Let’s face it guys, breastfeeding is not an easy task.
When I was pregnant, I vowed to myself that I would breastfeed my baby exclusively until he turned six months, and proceed to breastfeed with additional solid food until he’s two. The plan seemed so simple, like when I was writing it out on my to-do list. I’ve seen mothers with breastfed children, and mothers who formula-fed their children. I’ve observed and I decided that breastfeeding is the best option for me.
But like I said, breastfeeding IS NOT an easy task.
When he was delivered, he tried to clasp his tiny mouth onto my huge gigantic nip and failed. I thought it was my fault, and his cryings became more and more prominent as time passes by. I tried giving him some more time to tuck onto my breast and waited but he still wailed. I called the staff nurse and she taught me the correct and easiest way for the baby to latch. There was some thick liquid – anyone could guess it was the colostrum, and I tried to feed him with it. He sucked it in – I guess, because up until now I didn’t know if the colostrum did enter his tummy or I just swiped it all away because of my ignorance.
Okay. I told myself, maybe he did drink.
He was silent until minutes later. He started wailing, crying, his face red with maybe, rage because he was angry. As per what I had learned, babies only need colostrum to pass by, and the colostrum wasn’t that much.
There was no spare formula milk. I didn’t bring any because I was confident I can feed the baby all by myself. We will be alright, right, baby?
That first night at the hospital, he couldn’t sleep well. I couldn’t sleep well. My mother in-law couldn’t sleep at all. She took care of the baby, hushing him down, serenading him and tried to tuck him into the baby cot.
When I went home, there was still no sign of breast milk. I expected them to be runny, maybe a bit thinner than the colostrum. I pinched and I pressed and massaged my breasts, but nothing came out. My masseuse told me I had blocked duct, and I supposed to know about it since before I gave birth. She even told me that I should know as I am a doctor and well, DOCTORS KNOW EVERYTHING. Pffftttt
No, doctors know everything when it is someone else.
If it happens to them, do you know that doctors are the worst patients?
My baby sucked and sucked, but there’s nothing came out. My breast felt heavy and a bit tender. He was hungry, I’m sure but momma’s milk is not here yet.
My husband then decided he wouldn’t let my baby go hungry for another day. He bought formula by the end of day 1, which means I’m unable to feed anything to my baby for almost 24 hours. I felt like a loser. My breasts were aching and I was crying (damn those hormones!) when I tried to breastfeed him. My nipples ached so much, and when he sucked, the pain sent me off the roof. There was nothing in this world compared to the pain of a first time mother trying to breastfeed his child.
I watched my masseuse and my MIL fed him formula milk. I wouldn’t feed him myself. I refused to give him any formula as far as I would. I was a stubborn person, and I would stay that way. My baby too was a bit fussy in his early days. He was used to getting formula milk and how easily the milk poured out in his mouth as compared to when he had to suck harder for my breast milk. He cried restlessly when I tried to breastfeed him, because he knew there wasn’t much milk for him.
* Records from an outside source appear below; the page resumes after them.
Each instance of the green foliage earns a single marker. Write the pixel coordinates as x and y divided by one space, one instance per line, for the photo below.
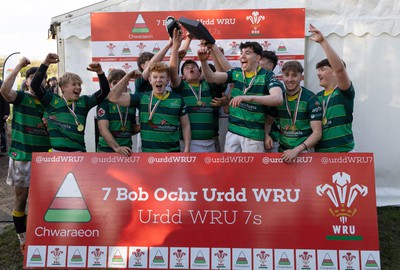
389 237
10 256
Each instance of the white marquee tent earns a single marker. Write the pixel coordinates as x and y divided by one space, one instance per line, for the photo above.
365 33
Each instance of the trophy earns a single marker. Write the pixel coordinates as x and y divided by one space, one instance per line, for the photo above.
197 29
171 24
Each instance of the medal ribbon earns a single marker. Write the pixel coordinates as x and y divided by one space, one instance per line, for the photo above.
123 124
293 119
71 111
251 82
198 97
152 111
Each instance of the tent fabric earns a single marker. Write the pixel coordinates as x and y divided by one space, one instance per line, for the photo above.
364 33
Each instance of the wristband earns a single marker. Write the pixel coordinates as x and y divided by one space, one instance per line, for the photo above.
305 146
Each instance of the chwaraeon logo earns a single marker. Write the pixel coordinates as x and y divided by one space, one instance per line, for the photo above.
342 195
68 204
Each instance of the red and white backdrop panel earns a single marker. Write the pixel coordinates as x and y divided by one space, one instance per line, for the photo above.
117 38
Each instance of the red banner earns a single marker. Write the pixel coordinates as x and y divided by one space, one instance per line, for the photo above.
202 211
227 24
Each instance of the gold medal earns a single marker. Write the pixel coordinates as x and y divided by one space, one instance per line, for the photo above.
80 127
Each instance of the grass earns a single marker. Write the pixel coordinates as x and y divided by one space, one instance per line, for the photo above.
389 241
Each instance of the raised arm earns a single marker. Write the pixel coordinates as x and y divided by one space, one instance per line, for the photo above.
118 95
186 132
212 77
40 74
335 61
174 59
6 89
158 57
109 138
220 61
104 85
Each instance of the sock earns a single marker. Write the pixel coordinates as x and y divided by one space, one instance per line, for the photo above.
19 219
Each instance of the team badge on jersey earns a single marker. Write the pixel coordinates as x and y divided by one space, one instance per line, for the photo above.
100 112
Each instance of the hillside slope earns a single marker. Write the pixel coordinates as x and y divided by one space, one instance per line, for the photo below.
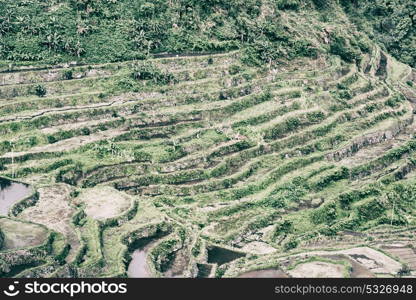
293 146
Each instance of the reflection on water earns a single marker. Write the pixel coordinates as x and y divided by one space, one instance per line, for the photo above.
138 266
10 193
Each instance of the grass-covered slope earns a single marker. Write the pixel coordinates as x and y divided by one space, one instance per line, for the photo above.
300 142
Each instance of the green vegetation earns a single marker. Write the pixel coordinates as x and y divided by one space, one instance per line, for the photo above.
263 129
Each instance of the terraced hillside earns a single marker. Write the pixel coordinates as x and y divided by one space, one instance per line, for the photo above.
206 167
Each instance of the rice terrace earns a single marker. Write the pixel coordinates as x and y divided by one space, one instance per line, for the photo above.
261 138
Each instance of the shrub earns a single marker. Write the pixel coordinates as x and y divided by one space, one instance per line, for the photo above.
234 69
148 71
288 4
339 46
51 139
40 90
325 214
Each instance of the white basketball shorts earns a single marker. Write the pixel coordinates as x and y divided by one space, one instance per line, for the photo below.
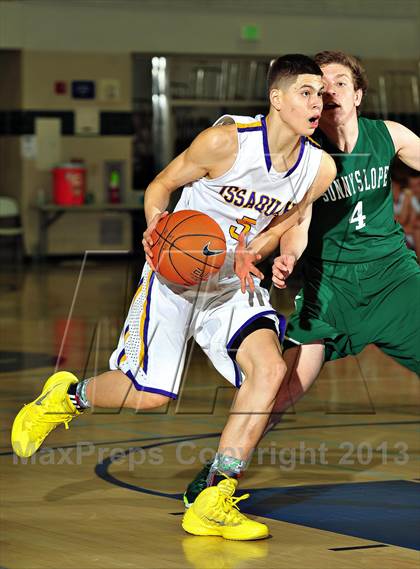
152 347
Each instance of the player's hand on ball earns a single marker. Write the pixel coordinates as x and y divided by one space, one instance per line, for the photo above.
282 268
245 265
147 241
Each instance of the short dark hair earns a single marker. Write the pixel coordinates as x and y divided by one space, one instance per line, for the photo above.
358 73
290 66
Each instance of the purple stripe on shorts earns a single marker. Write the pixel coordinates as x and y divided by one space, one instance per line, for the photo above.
265 144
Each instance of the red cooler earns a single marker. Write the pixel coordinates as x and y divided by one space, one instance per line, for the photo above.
69 184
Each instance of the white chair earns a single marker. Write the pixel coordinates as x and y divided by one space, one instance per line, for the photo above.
10 224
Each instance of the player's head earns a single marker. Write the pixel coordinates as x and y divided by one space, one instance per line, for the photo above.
345 84
294 83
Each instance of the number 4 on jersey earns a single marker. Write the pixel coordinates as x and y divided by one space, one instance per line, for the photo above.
357 216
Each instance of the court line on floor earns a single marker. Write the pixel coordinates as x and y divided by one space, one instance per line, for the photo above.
174 437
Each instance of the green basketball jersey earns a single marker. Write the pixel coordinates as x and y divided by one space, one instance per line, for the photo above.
353 222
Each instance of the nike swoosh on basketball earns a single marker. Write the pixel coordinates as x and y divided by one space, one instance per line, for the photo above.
209 252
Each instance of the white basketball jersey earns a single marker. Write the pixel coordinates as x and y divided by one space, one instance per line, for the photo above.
248 196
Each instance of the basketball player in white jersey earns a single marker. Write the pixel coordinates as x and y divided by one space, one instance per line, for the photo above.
244 172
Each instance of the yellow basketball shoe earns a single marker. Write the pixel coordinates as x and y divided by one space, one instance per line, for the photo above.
215 512
37 419
214 553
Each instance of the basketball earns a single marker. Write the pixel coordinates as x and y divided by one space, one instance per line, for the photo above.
188 247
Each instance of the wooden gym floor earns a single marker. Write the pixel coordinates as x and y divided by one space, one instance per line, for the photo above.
337 481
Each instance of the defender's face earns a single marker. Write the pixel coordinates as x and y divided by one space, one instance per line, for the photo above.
300 103
340 98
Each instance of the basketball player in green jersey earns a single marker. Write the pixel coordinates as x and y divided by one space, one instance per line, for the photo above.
361 283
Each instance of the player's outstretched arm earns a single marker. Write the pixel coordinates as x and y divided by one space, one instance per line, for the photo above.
211 153
407 144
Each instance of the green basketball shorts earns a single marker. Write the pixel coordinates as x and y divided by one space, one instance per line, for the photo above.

I was disappointed. I was depressed because I couldn’t breastfeed him. So what am I to him then? I used to think breastfeeding is the only way for mother and child to bond but now what am I going to do that I couldn’t breastfeed yet?
I was frustrated by the fact that what I read confused me. The text books told me that I would be able to feed as soon as he comes out. They told me that breastfeeding is how mothers experienced happiness – because that was when the oxytocin (the happy hormone) oozed out of your body. But I didn’t have any of that. My nipples hurt, and sometimes they bled. They were dry skins and baby scratches on my chest and every time I fed him I cringed because I couldn’t stand another pain in my nips. Where is the oxytocin? Where is the fucking happiness? Where is the relief? I would ask myself over and over again, and then spiraled down the misery alley again and again.
My husband then resolved to buy a breast pump for me. It was a bit pricey but he told me it was going to worth it.
I used it, tried to pick up my own pace in my breastfeeding journey. My MIL and masseuse still used formula to feed him now and then, but as time passed by the milk started coming out. I used all the tips in the books and also from the Internet to try to enhance my breast milk. The nights were messy with my tears, again when he tried to feed and failed and my MIL had to feed him formula. I scrubbed the nips and massaged it quite harshly in the shower after I took analgesics to ease down the pain.
But slowly I started producing more milk. The formula was weaned down little by little. I pumped my breast and let him latch on. My breasts still felt sore, and I still winced at the pain when he latched but after a month or so, there wasn’t any pain at all. My confinement ended with me happily breastfeeding my baby exclusively.
Then, I already established that breastfeeding is a very tough journey. It demands determination and perseverance. It needs practice and knowledge. It will come naturally to you, but you have to work upon it. It’s like learning to walk, you naturally can walk but you need perseverance and practice. Babies never stopped learning, adults did.
But most of all, all you need is love.